Gérer une visite de Bernard Kouchner, le ministre des Affaires étrangères, n'a rien d'une partie de plaisir. Le fondateur de Médecins sans frontières sait ce qu'il veut et se montre ferme sur les prix. Comme pour ce voyage de janvier 2008 en Afrique, où il compte enchaîner République démocratique du Congo (RDC), Rwanda et Burkina Faso. Le tout sur trois journées, du 25 au 27 janvier. [ ... ]
Au menu de Bernard Kouchner pour ce voyage en RDC, en guise d'entrée, une réunion au Centre culturel français. Il s'agit d'y présenter la coopération française dans le pays, en présence de quelques-uns des partenaires congolais des actions menées. Or, en raison des difficultés de circulation et du programme trop chargé, le ministre déboule en retard et déjà énervé à la réunion. Il prend cependant le temps de saluer chacune des vingt personnes avant de faire un bref discours. « Puis le conseiller culturel a démarré une présentation Powerpoint des axes de la coopération. C'était interminable et sa main tremblait à chaque changement de diapo ! Bernard Kouchner a commencé à soupirer ouvertement. Plus personne n'osait prendre la parole. » [témoignage d'un agent alors affecté à l'ambassade de France. NDLR.] Le ministre, entre deux soupirs, utilise son téléphone mobile ou échange quelques mots avec le directeur Afrique du Quai d'Orsay. Flairant le danger, l'ambassadeur vole au secours de son conseiller culturel en voie de noyade. Il tente désespérément d'attirer l'attention du ministre en haussant la voix. Mais Bernard Kouchner ne l'entend pas de cette oreille, ou plutôt l'entend trop bien. Levant la tête, il interrompt le malheureux diplomate : « Monsieur l'ambassadeur, je ne suis pas venu jusqu'ici pour voir une présentation Powerpoint. J'ai un rendez-vous avec le président Kabila dans vingt minutes.
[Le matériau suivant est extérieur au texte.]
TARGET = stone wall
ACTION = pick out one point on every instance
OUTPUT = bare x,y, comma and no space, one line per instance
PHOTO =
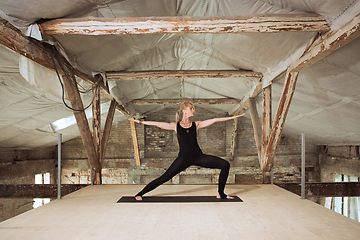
158,148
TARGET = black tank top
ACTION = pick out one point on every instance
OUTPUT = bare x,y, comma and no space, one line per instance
187,140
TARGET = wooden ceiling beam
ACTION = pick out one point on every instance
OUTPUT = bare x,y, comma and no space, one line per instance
158,74
42,53
264,23
199,101
326,44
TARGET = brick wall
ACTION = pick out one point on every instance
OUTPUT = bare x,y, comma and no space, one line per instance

Mes conseillers vont rester là ; mais moi, j'y vais. » Sur ce, le voilà qui se lève et disparaît.
Le docteur Kouchner a beau avoir roulé sa bosse sur toute la planète, en déplacement à Goma, il témoigne parfois d'un coeur de midinette. Le ministre apprend que l'acteur américain George Clooney se trouve également « en ville » ... Depuis peu « Messager de la paix » des Nations unies, le docteur Ross de la série télévisée Urgences, star engagée, effectue incognito une tournée en Afrique et en Inde qui passe par la RDC. A cette annonce, Bernard Kouchner ne tient plus en place. Entre médecins sans frontières (mais l'un télévisé seulement), il veut absolument rencontrer George Clooney, lequel attend un avion dans un salon de l'aéroport de Goma. La suite se déroule comme dans un film. Le French Doctor pousse la porte du salon et interpelle le comédien : « When a famous Hollywood star meets a famous politician star ! » Une accolade suit, avec un George Clooney quelque peu interloqué par ce visiteur imprévu qu'il ne semble pas complètement remettre... Commentaire de notre témoin : « Bernard Kouchner disait haut et fort qu'il voulait que cette rencontre se fasse en privé, mais il n'aurait pas dit non à une petite photo ! » Avec ou sans sac de riz, comme en Somalie, l'histoire ne le dit pas...

 

Notre avis

Le Quai d'Orsay sous toutes ses coutures, y compris les moins reluisantes. Le livre de Franck Renaud, ancien journaliste à Ouest-France, aujourd'hui formateur en Asie, nous plonge dans les arcanes méconnues des Affaires étrangères. L'auteur y décrit le peuple du Quai et cette aristocratie d'Etat que sont les ambassadeurs, s'attardant surtout sur leurs travers : les passe-droits et les réseaux (dont celui des homosexuels, dit le Gay d'Orsay), le machisme, l'exploitation du petit personnel local, la corruption, ou encore les vols de porcelaines de Sèvres. L'auteur s'aventure aussi sur des thèmes plus « secrets », comme la privatisation des services des visas, les jeux d'espionnage à l'ambassade de Pékin, et même des affaires de pédophilie. L'angle est séduisant, le ton modéré mais sans complaisance, et l'enquête sérieuse, avec un effort louable de précision des sources. Certains chapitres manquent toutefois d'anecdotes et citent abondamment des rapports. D'où quelques longueurs.